Ela atira na câmera antes que ela fosse vista por mais tempo, e depois corre para o canto dos fundos daquela sala, e vendo que a porta mais próxima era por senha numérica e não por fechaduras físicas, ela precisava arrombar de um jeito diferente. Ela coloca um pen-drive num dos espaços acessíveis, e depois ela liga o seu celular para conferir as notificações e, descobrindo a senha do aparelho, ela tecla 2291, e ela destrava a porta e leva o pen-drive de volta.
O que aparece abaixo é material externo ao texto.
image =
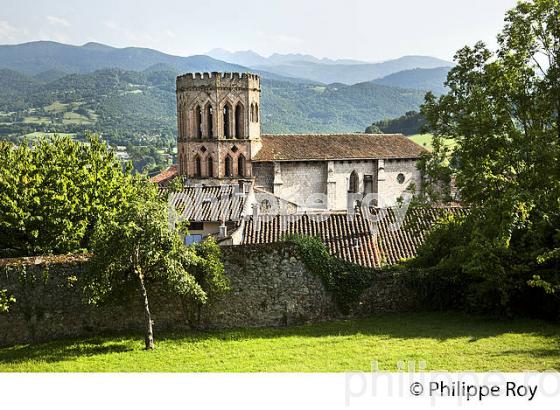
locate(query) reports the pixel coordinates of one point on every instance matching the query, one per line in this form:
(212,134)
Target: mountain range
(129,93)
(327,70)
(47,56)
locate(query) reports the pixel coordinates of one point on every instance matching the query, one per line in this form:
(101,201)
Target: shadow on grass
(60,350)
(397,326)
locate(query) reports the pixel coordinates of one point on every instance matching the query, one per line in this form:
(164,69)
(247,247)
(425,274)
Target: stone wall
(270,286)
(389,186)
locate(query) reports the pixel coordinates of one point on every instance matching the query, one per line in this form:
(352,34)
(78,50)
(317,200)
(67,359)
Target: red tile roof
(357,240)
(164,177)
(209,203)
(398,244)
(349,238)
(336,147)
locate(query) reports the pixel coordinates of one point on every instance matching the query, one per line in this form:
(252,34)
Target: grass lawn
(453,342)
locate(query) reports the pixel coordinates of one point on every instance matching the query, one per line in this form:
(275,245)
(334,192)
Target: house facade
(220,141)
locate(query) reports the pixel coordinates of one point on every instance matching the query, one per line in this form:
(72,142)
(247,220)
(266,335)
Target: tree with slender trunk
(137,248)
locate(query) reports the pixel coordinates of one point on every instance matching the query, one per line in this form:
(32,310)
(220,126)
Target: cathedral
(220,143)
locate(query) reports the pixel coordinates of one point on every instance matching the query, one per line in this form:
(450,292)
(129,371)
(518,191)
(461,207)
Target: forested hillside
(139,107)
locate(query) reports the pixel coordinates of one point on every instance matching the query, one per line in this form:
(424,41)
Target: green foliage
(345,280)
(136,248)
(409,124)
(137,242)
(208,268)
(447,341)
(427,79)
(5,301)
(208,271)
(503,111)
(53,192)
(137,108)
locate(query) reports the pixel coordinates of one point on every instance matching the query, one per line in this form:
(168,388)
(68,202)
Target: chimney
(223,230)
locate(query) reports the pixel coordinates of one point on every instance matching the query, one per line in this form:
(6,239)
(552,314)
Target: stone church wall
(388,183)
(341,177)
(302,179)
(270,286)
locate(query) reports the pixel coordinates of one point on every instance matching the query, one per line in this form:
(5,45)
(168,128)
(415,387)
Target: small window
(228,166)
(210,167)
(197,167)
(196,226)
(190,239)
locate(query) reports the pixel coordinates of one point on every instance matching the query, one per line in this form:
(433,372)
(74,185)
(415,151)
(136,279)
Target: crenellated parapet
(192,81)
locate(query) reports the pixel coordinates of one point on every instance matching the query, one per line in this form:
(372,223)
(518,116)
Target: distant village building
(219,121)
(244,187)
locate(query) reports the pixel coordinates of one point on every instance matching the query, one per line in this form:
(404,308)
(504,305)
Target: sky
(369,30)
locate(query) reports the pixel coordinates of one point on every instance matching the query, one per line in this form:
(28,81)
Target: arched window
(353,185)
(197,167)
(239,121)
(210,120)
(210,167)
(228,165)
(241,165)
(227,127)
(198,121)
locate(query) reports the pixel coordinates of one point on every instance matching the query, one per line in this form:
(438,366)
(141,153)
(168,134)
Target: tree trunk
(149,337)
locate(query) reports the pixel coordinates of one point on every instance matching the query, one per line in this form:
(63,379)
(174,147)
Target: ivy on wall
(345,280)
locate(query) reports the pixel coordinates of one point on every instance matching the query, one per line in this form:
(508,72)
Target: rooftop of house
(320,147)
(356,238)
(164,177)
(209,203)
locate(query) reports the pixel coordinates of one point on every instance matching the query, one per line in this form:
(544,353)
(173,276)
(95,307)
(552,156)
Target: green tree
(5,301)
(53,191)
(503,110)
(209,272)
(138,247)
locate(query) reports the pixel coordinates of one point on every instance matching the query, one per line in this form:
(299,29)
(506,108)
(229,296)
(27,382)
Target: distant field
(37,134)
(425,140)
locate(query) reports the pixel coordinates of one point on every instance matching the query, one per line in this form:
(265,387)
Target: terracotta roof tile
(355,239)
(164,177)
(336,146)
(209,203)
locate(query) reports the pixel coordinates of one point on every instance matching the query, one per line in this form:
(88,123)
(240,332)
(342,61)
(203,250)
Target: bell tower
(218,118)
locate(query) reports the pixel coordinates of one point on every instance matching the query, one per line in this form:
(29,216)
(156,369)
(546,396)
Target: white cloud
(58,21)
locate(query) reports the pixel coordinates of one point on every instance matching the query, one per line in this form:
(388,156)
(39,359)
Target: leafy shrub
(345,280)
Na terceira sala, as câmeras estavam até mesmo quebradas, alguns computadores tinham as telas falhando, mesmo ligadas elas não apresentam imagem ou som, apenas revela o IP, então não adianta, ela precisava bater retirada, e na quarta sala, ela encontra o Cristal da Verdade, que estava bloqueada por uma sessão de lasers, e desviando dos lasers e usando a mesma técnica de antes para destravar os lacres que prendiam aquela arma, e saía por uma porta secreta no fundo da parede esquerda da sala, e ela saía do observatório.
Harii: Ótimo, o que será que isso faz?
Harii tenta ligar para o Clã Karyu, mas já escuta sons de gritos e explosões, e ela, sabendo disso, percebe que não precisará entregar aquela espada para suas chefes.
> 07/02/2257; Pequim, China.
Harii está nesse dia lutando contra membras muito fortes e resistentes do Clã Karyu, trocando tiros mas, enquanto ela está com armas laser de última geração, como Teslatein Mk II (modelo mais popular de pistola laser de pequeno porte) e Calistre 12 (uma escopeta de laser magnético), as mulheres desse clã estão ainda usando armas e granadas de fogo.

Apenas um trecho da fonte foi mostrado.